Department of Microbiology, University of Manitoba, Winnipeg, MB, Canada.
Department of Computer Science, University of Manitoba, Winnipeg, MB, Canada.
Sci Rep. 2022 Jan 19;12(1):962. doi: 10.1038/s41598-022-05028-x.
A first clue to gene function can be obtained by examining whether a gene is required for life in certain standard conditions, that is, whether a gene is essential. In bacteria, essential genes are usually identified by high-density transposon mutagenesis followed by sequencing of insertion sites (Tn-seq). These studies assign the term "essential" to whole genes rather than the protein domain sequences that encode the essential functions. However, genes can code for multiple protein domains that evolve their functions independently. Therefore, when essential genes code for more than one protein domain, only one of them could be essential. In this study, we defined this subset of genes as "essential domain-containing" (EDC) genes. Using a Tn-seq data set built-in Burkholderia cenocepacia K56-2, we developed an in silico pipeline to identify EDC genes and the essential protein domains they encode. We found forty candidate EDC genes and demonstrated growth defect phenotypes using CRISPR interference (CRISPRi). This analysis included two knockdowns of genes encoding the protein domains of unknown function DUF2213 and DUF4148. These putative essential domains are conserved in more than two hundred bacterial species, including human and plant pathogens. Together, our study suggests that essentiality should be assigned to individual protein domains rather than genes, contributing to a first functional characterization of protein domains of unknown function.

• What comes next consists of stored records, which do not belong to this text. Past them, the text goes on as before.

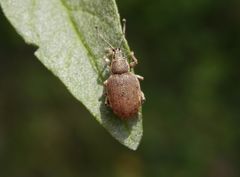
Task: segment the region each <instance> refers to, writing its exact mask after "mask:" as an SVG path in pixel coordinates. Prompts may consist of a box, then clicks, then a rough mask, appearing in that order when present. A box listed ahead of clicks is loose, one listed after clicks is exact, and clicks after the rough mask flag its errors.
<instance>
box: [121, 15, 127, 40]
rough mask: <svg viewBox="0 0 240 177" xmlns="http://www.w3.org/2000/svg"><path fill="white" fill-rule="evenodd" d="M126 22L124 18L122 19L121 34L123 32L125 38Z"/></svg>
mask: <svg viewBox="0 0 240 177" xmlns="http://www.w3.org/2000/svg"><path fill="white" fill-rule="evenodd" d="M126 22H127V20H126V19H125V18H123V19H122V23H123V24H122V32H123V36H124V37H125V34H126Z"/></svg>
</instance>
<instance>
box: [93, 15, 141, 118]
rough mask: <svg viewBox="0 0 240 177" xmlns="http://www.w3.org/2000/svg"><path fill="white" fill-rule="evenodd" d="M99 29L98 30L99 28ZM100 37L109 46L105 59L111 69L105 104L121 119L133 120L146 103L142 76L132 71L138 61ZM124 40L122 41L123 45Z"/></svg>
mask: <svg viewBox="0 0 240 177" xmlns="http://www.w3.org/2000/svg"><path fill="white" fill-rule="evenodd" d="M96 28H97V27H96ZM97 29H98V28H97ZM125 29H126V20H125V19H123V29H122V32H123V37H124V36H125ZM98 34H99V36H100V37H101V38H102V39H103V40H104V41H105V42H106V43H107V44H108V45H109V47H110V48H108V49H107V56H106V58H105V60H106V62H107V63H108V66H109V67H110V74H111V75H110V77H109V78H108V79H107V80H106V81H105V82H104V86H105V90H106V98H105V104H106V105H107V106H109V107H110V108H111V109H112V110H113V112H114V113H115V114H116V115H117V116H118V117H119V118H121V119H129V118H133V117H134V116H135V115H136V114H137V113H138V111H139V108H140V106H141V105H142V103H143V102H144V101H145V97H144V94H143V92H142V91H141V88H140V83H139V80H143V77H142V76H139V75H135V74H134V73H133V72H131V71H130V69H131V68H134V67H135V66H136V65H137V63H138V61H137V59H136V57H135V56H134V53H133V52H131V54H130V59H131V62H130V63H128V60H127V57H125V56H124V55H123V52H122V50H121V49H120V47H118V48H114V47H113V46H112V45H111V44H110V43H109V42H108V41H107V40H105V39H104V38H103V36H102V35H101V34H100V33H98ZM122 41H123V38H122V39H121V41H120V45H119V46H121V44H122Z"/></svg>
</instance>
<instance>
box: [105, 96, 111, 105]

一个基因是否在某些标准条件下生存所必需,可以作为其功能的第一个线索,也就是说,该基因是否为必需基因。在细菌中,通常通过高密度转座子诱变和插入位点测序(Tn-seq)来鉴定必需基因。这些研究将“必需”一词赋予整个基因,而不是赋予编码必需功能的蛋白质结构域序列。然而,一个基因可以编码多个独立进化其功能的蛋白质结构域。因此,当必需基因编码不止一个蛋白质结构域时,只有其中一个才是必需的。在这项研究中,我们将这类基因定义为“必需结构域包含”(EDC)基因。我们利用在伯克霍尔德氏菌中建立的 Tn-seq 数据集,开发了一种计算管道,用于鉴定 EDC 基因及其编码的必需蛋白质结构域。我们发现了四十个候选 EDC 基因,并使用 CRISPR 干扰(CRISPRi)证明了它们的生长缺陷表型。这项分析包括对编码未知功能结构域 DUF2213 和 DUF4148 蛋白质结构域的两个基因进行敲低。这些假定的必需结构域在两百多种细菌物种中是保守的,包括人类和植物病原体。总之,我们的研究表明,应该将必需性赋予单个蛋白质结构域,而不是基因,这有助于对未知功能蛋白质结构域进行首次功能特征分析。